Compilers Aren't Just for Programming Languages
...but also for building Event Streaming Pipelines
Welcome to the new week!
What does this streaming pipeline have to do with a programming language compiler?
const deliveryPipeline = pipe(
Async.map(async order => {
const restaurant = await fetchRestaurantDetails(order.restaurantId);
return { ...order, restaurant, timestamp: Date.now() };
}),
filter(order => order.restaurant.isOpen),
Async.map(async order => {
const [driver, route] = await Promise.all([
findNearestDriver(order.restaurant.location),
calculateRoute(order.deliveryAddress, order.restaurant.location)
]);
return { ...order, driver, route };
}),
map(order => ({
...order,
estimatedTime: order.route.duration + order.restaurant.prepTime
}))
);
At first glance? Nothing!
This looks like a typical functional pipeline that processes food delivery orders. But here's what actually happens when you run this code: these operations don't execute immediately. Instead, they create a description of what should happen - a data structure that represents your intent. Then, a compiler transforms this description into optimised code tailored to your specific JavaScript environment.
This separation between declaring what you want and how it executes is the same fundamental principle that powers programming language compilers. When you write int x = 5 + 3
in C, the compiler doesn't just translate it word-for-word to assembly. It might optimise it to int x = 8
, or eliminate it entirely if x
is never used. The compiler understands your intent and finds the best way to achieve it.
This same principle can apply to streaming pipelines. The pipeline definition above would just be data - a series of step descriptions. The actual execution would depend on where and how you run it.
The JavaScript Beautiful Mess
JavaScript's ecosystem perfectly illustrates why we need this approach. Node.js has had streams since the beginning - they're fast, battle-tested, and deeply integrated with the runtime. They power everything from file I/O to HTTP. But Node.js streams don't exist in browsers. Instead, browsers implement the Web Streams standard - a completely different API with different behaviour, different backpressure mechanisms, and different performance characteristics.
You might think:
"Great, let's use Web Streams everywhere since Node.js added support for them."
But here's the reality: Web Streams in Node.js are a compatibility layer, not a native implementation. They're slower than Node.js streams, sometimes significantly so. The polyfill for environments that don't support Web Streams? It's not fully compliant and has its own performance issues.

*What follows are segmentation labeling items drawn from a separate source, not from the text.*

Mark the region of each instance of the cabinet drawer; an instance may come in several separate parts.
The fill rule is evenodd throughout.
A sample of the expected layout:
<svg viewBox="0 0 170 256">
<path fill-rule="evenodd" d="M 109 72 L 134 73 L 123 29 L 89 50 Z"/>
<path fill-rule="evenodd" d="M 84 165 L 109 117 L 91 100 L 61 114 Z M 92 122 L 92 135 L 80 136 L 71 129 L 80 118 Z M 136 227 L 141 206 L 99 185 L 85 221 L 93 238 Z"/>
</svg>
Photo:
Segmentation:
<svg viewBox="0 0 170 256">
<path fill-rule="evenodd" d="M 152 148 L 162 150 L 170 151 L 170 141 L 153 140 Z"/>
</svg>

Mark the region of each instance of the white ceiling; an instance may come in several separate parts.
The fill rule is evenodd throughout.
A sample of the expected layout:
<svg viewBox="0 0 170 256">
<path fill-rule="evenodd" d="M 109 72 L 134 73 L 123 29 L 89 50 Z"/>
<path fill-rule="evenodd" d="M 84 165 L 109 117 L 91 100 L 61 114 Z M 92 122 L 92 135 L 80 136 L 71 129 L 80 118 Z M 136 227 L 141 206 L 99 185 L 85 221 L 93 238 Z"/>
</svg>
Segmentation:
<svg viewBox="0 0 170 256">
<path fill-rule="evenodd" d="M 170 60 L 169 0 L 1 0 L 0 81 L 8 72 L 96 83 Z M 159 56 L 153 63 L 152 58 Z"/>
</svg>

A naive implementation would force an impossible choice. Use Node.js streams, and your code won't run in browsers. Use Web Streams, and you sacrifice performance in Node.js. Use async generators as a lowest common denominator, and you lose the benefits of native streaming entirely. Try to support everything with runtime checks, and you end up with:
async function processStream(source) {
if (typeof window !== 'undefined' && source instanceof ReadableStream) {
// Web Streams path
const reader = source.getReader();
// ... different processing logic
} else if (source && typeof source.pipe === 'function') {
// Node.js streams path
// ... completely different API
} else if (Symbol.asyncIterator in source) {
// Async generator fallback
// ... yet another approach
}
// ... and this is just the beginning
}
This code quickly becomes unmaintainable. Each code path needs its own error handling, backpressure management, and performance optimisations. Worse, you can't easily apply optimisations like operation fusion because the implementations are so different.
As I explored in my article about TypeScript's performance, the key to JavaScript performance is keeping the event loop spinning and leveraging native APIs. But when those native APIs are incompatible across environments, we need a different approach.
This is where compilation comes in. Instead of writing environment-specific code, we write a description of what we want to happen. A compiler then transforms this description into the optimal implementation for each environment. Same API, different execution. Write once, optimise everywhere.
I'm building this approach into Emmett's event processing system. Let’s call it codename FusionStreams.
As I outlined in my workflow engine design, modern event-driven systems need to handle complex workflows - not just simple event handlers, but multi-step processes with error handling, compensation, and state management. These workflows need to run efficiently whether they're processing events on a server, updating projections in a browser, or handling commands at the edge.
How Compilers Actually Work
Understanding how FusionStreams could work requires building it from the ground up. First, operations need representation as data:
interface Step {
type: string | symbol;
fn?: Function;
options?: any;
isSync?: boolean;
}
When you write map(x => x * 2)
, it doesn't execute anything. It returns a step description. This is crucial - by delaying execution, we can examine the entire pipeline before running it. We can see patterns and opportunities for optimisation that would be invisible if we executed operations immediately.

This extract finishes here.